Justice Department lawyer August Flentje asked the 9th U.S. Circuit Court of Appeals panel to lift the stay imposed last week and allow the ban on travelers from seven countries to resume, saying the executive order was only a “temporary pause.”
“It was well within the President’s power,” Flentje told the panel, including Judges William Canby, Richard Clifton and Michelle Friedland.
On January 27, the President ordered the temporary suspension of entries to the U.S. by people holding green cards and people vetted and approved in the refugee programs from seven countries identified as having increased risk of terror activity.
The seven nations are also Muslim-dominated countries, Iran, Iraq, Syria, Libya, Somalia, Yemen and Sudan.
Almost immediately after Flentje began the judges hit him with a flurry of questions about whether the government is arguing the court has no authority to review the case, and whether the order would be legal if it banned all Muslims.
Canby and Friedland appeared sympathetic to the state’s argument to leave in place the nationwide order blocking the Trump travel ban. But Clifton appeared to lean more to the U.S. position.
“Do you deny that there is concern about people coming from those countries separate and apart from what their religion might be,” Clifton asked Noah Percell, solicitor general for the state of Washington.
Clifton also suggests the vast majority of Muslims in the world are unaffected by the travel ban.
“We’re not saying it is a complete ban on Muslims,” Purcell responds, and points out the President and his top advisors have made public statements about Muslim bans and changed their position about how far the executive order goes.

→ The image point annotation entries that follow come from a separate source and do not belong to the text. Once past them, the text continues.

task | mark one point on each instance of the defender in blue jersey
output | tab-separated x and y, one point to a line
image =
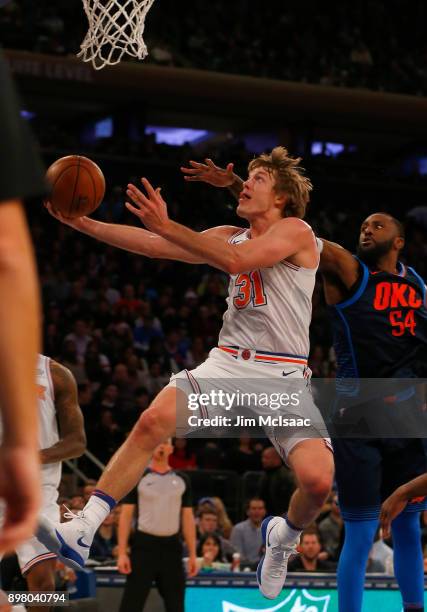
379	315
380	330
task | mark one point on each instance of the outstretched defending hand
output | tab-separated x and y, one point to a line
75	223
209	173
152	210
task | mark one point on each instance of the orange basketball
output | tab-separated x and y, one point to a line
77	185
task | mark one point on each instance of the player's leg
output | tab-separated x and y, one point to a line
71	541
358	476
405	460
313	465
41	577
408	560
145	565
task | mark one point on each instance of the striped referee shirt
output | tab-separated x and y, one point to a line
159	498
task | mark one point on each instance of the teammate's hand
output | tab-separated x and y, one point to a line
209	173
150	208
123	564
192	566
391	508
75	223
20	490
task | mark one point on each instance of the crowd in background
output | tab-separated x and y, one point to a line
371	44
123	323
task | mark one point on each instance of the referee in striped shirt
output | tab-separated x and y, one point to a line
163	503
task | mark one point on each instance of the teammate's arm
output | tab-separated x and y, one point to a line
189	534
398	500
19	345
72	441
137	240
123	533
284	239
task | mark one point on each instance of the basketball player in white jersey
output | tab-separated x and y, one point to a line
61	436
272	267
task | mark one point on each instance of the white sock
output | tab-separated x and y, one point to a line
286	534
96	511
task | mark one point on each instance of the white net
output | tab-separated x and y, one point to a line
116	28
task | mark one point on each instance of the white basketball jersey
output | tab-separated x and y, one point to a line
48	425
269	309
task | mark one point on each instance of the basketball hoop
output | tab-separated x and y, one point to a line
116	28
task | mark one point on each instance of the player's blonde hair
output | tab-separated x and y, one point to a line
289	179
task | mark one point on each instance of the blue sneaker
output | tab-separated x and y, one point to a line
70	541
273	566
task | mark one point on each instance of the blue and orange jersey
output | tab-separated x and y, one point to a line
380	331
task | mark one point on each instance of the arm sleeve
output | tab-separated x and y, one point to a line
21	168
187	496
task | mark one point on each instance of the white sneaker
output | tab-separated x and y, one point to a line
272	568
70	541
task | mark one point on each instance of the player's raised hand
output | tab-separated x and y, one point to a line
150	208
209	173
76	223
391	508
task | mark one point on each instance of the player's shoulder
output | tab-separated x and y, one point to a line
293	224
62	377
226	232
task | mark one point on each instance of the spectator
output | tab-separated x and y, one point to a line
209	548
224	524
80	337
208	524
277	484
309	559
246	536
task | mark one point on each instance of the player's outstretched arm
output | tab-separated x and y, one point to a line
72	442
340	270
214	175
19	345
286	238
134	239
398	500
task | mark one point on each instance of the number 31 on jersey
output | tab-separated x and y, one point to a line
250	289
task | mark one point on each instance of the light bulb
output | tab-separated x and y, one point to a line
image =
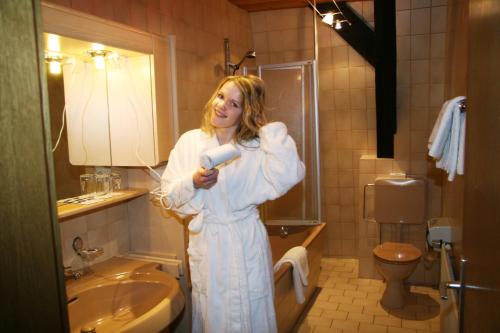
99	62
53	43
54	67
328	18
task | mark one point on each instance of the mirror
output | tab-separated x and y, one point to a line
118	111
80	93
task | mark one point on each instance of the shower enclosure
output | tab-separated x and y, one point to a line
291	97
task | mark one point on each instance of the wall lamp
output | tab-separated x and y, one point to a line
334	19
54	61
99	57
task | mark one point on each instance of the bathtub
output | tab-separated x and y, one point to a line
284	235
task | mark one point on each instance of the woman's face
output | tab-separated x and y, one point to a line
227	107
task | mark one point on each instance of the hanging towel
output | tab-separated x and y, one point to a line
447	139
297	256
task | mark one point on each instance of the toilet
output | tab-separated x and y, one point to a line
398	201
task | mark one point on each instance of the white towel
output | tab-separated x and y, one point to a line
297	256
213	157
447	140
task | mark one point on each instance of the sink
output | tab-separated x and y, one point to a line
123	295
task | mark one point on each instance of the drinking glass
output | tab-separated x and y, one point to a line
115	182
87	184
101	183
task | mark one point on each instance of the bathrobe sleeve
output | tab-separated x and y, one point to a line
177	185
281	166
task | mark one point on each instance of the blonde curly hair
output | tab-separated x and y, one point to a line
253	103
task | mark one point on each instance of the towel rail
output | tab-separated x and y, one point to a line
463	105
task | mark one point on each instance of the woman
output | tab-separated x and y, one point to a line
229	253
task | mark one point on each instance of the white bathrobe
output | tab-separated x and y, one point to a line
229	253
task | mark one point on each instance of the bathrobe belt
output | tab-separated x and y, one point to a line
206	217
238	306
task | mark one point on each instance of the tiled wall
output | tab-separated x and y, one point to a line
346	93
456	85
421	44
200	28
106	228
347	107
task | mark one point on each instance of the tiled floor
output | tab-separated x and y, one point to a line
349	304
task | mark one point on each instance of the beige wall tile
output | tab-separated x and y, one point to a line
403	4
355	59
439	19
420	46
438	45
341	78
403	44
340	56
420	21
403	22
420	71
420	3
341	100
357	77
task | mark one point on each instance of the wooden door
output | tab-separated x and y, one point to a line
31	278
481	228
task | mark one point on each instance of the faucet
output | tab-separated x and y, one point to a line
86	254
71	274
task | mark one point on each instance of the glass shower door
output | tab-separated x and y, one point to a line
290	99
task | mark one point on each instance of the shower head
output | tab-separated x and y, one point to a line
235	67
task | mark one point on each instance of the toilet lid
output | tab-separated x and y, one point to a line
397	252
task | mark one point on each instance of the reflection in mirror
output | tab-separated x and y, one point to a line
85	81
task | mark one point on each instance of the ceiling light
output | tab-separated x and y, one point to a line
328	18
333	19
99	56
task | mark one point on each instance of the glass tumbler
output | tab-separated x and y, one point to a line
87	184
115	180
101	183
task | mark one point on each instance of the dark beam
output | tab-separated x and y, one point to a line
359	35
379	49
385	76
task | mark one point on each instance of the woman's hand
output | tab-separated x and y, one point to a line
203	178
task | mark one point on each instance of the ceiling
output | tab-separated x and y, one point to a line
260	5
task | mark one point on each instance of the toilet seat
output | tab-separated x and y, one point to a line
397	253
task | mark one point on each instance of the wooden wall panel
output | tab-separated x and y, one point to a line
481	227
33	298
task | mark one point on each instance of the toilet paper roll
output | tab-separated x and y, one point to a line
213	157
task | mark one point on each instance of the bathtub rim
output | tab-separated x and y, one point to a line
278	275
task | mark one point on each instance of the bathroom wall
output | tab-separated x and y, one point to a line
347	110
456	85
200	28
346	107
421	43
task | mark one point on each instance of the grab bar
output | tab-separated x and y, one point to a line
364	199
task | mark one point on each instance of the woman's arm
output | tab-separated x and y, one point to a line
281	165
179	192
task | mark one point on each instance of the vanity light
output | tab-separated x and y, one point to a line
54	61
328	18
99	57
333	19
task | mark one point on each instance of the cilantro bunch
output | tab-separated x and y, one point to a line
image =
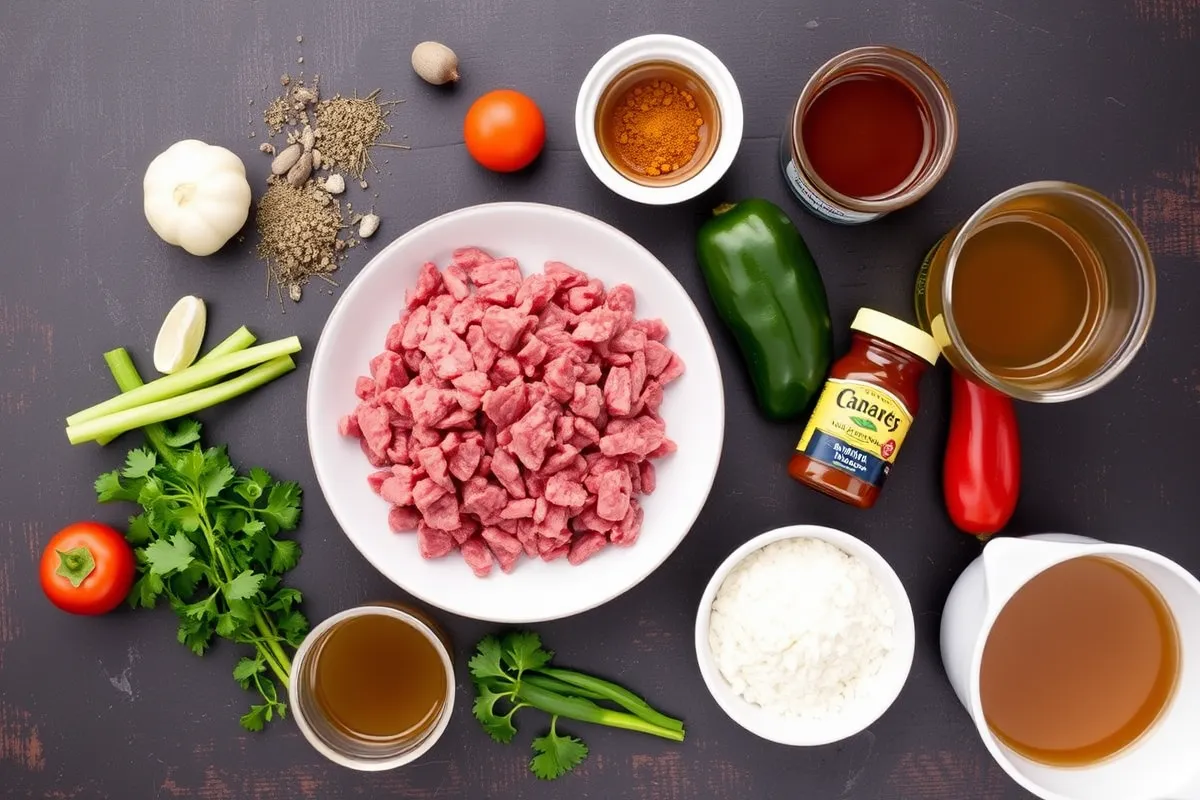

“It is remarkable to have this much evidence of intent, without any discovery,” Purcell said.
Flentje responded that it would be “extraordinary for the courts to enjoin a president’s national security decision-making based on some news articles.”
Friedland ask Flentje about the limits of review of an executive order, and whether a violation of the Establishment Clause of the Constitution would make the entire Executive Order invalid.
The DOJ lawyers argued that even an alien who has been admitted to the U.S. and has developed significant ties to this country and has Fifth Amendment due process protection, “has no protected property or liberty interest in the retention of his visa.”
The DOJ asks that the temporary restraining order be lifted and the travel ban resurrected. At most, if the injunction survives, it should be limited to previously admitted aliens who were temporarily abroad and who now wish to return to the U.S., the papers state.
The court took the case under submission and promised to issue a written ruling quickly.